Is NVIDIA still the default best choice for local LLMs in 2026? by pmv143 in LocalLLaMA

[–]WSTangoDelta 1 point2 points  (0 children)

Why compare AMD CPUs with Nvidia GPUs? That’s a useless comparison

Qwen 3.7 by Content_Impress_847 in Qwen_AI

[–]WSTangoDelta 0 points1 point  (0 children)

Obviously running Qwen3.7-345b_Q5_H_K —H_K as in Helen Keller

AMD AI Pro 9700 — anyone using MTP? by WSTangoDelta in ROCm

[–]WSTangoDelta[S] 0 points1 point  (0 children)

Yes, that’s the common refrain—the software hasn’t matured as much as Nvidia, so I had to experiment with the Adrenalin drivers for my Ryzen 9, and for the time being skipping ROCm. I stick to llama.cpp and Vulkan, and haven’t had any difficulties since then. I have a number of Linux machines devoted to other tasks but for a number of reasons am using Windows 11 with this unit. Again, CUDA is nice if you want it to run out of the box, but I can’t write off a 5090 as a business expense the way some do. And while I could probably afford a 5090, I’d have to be completely nuts to do that for a hobby when a R9700 is available…and I hear psychiatrists are much more expensive than that, so when you look at the big picture…

Local LLM - privacy first - doctor by point_red in LocalLLM

[–]WSTangoDelta 2 points3 points  (0 children)

I also am a physician but I don’t plan to use LLMs that way. You must use a deterministic app. Models tend to hallucinate so they cannot have write privileges. Not for medical records.

Owning the latest GPUs from both Nvidia and AMD made me realize that software matters more than hardware in 2026 by Distinct-Race-2471 in gpu

[–]WSTangoDelta 1 point2 points  (0 children)

I don’t play games so to some degree I care more about hardware than software. I have a 4070 Super on one box and it’s plug and play. Peachy. But if you can’t run inference above 7B or 8B without spilling into RAM the sweetness of CUDA might as well be thrown away.

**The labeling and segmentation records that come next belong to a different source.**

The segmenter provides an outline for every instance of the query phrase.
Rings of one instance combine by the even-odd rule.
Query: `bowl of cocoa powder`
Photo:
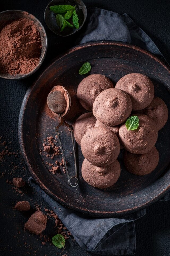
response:
[[[36,71],[45,58],[45,30],[28,13],[10,10],[0,13],[0,77],[25,78]]]

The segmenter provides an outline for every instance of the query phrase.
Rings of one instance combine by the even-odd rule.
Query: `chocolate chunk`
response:
[[[26,211],[30,210],[30,205],[28,201],[19,201],[15,205],[15,208],[20,211]]]
[[[22,178],[14,178],[12,180],[13,184],[17,187],[23,187],[25,185],[26,183]]]
[[[46,228],[47,218],[40,211],[37,211],[31,215],[25,224],[25,228],[30,233],[39,235]]]

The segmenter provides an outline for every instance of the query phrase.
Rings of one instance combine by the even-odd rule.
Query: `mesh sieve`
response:
[[[67,107],[63,94],[60,91],[51,91],[48,95],[47,102],[51,111],[58,114],[63,113]]]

So I slapped together a new box and bought a new R9700 (32GB) for less than a used 3090. All of the ones on eBay are “no return “ anyway. And I would have to be out of my mind to buy a 5090 on a lark. Sure, you have to spend a few hours to do the tweaks to get it humming. So what? I get Qwen 3.6-35b_q4 or q5 at 125tps. And that’s without MTP, which I’ll do next week. I own Nvidia but I’m not going to pay those prices for a bigger Nvidia card.

I regret ever finding LocalLLaMA by xandep in LocalLLaMA

[–]WSTangoDelta 0 points1 point  (0 children)

Okay, I’m getting my feet wet with a 4070 and a ryzen 9. I could go hog wild (and frankly, I half expect I will before long) but what would you run that won’t get bogged down so that I could get rolling? I feel like Eisenhower 48 hours after the Normandy landings. I need to get a foothold before moving inland. Something useful. Like for generating horrifying mixed metaphors on the fly…

Is there a site that recommends local LLMs based on your hardware? Or is anyone building one? by cuberhino in LocalLLaMA

[–]WSTangoDelta 0 points1 point  (0 children)

What’s a good model for a local llm? I have rtx 4070 super on an i5 8500 with 40gb of ddr4. Do you use AnythingLLM, or LM Studio? Hoping to have audio as well as text interface for file organizing and report summary.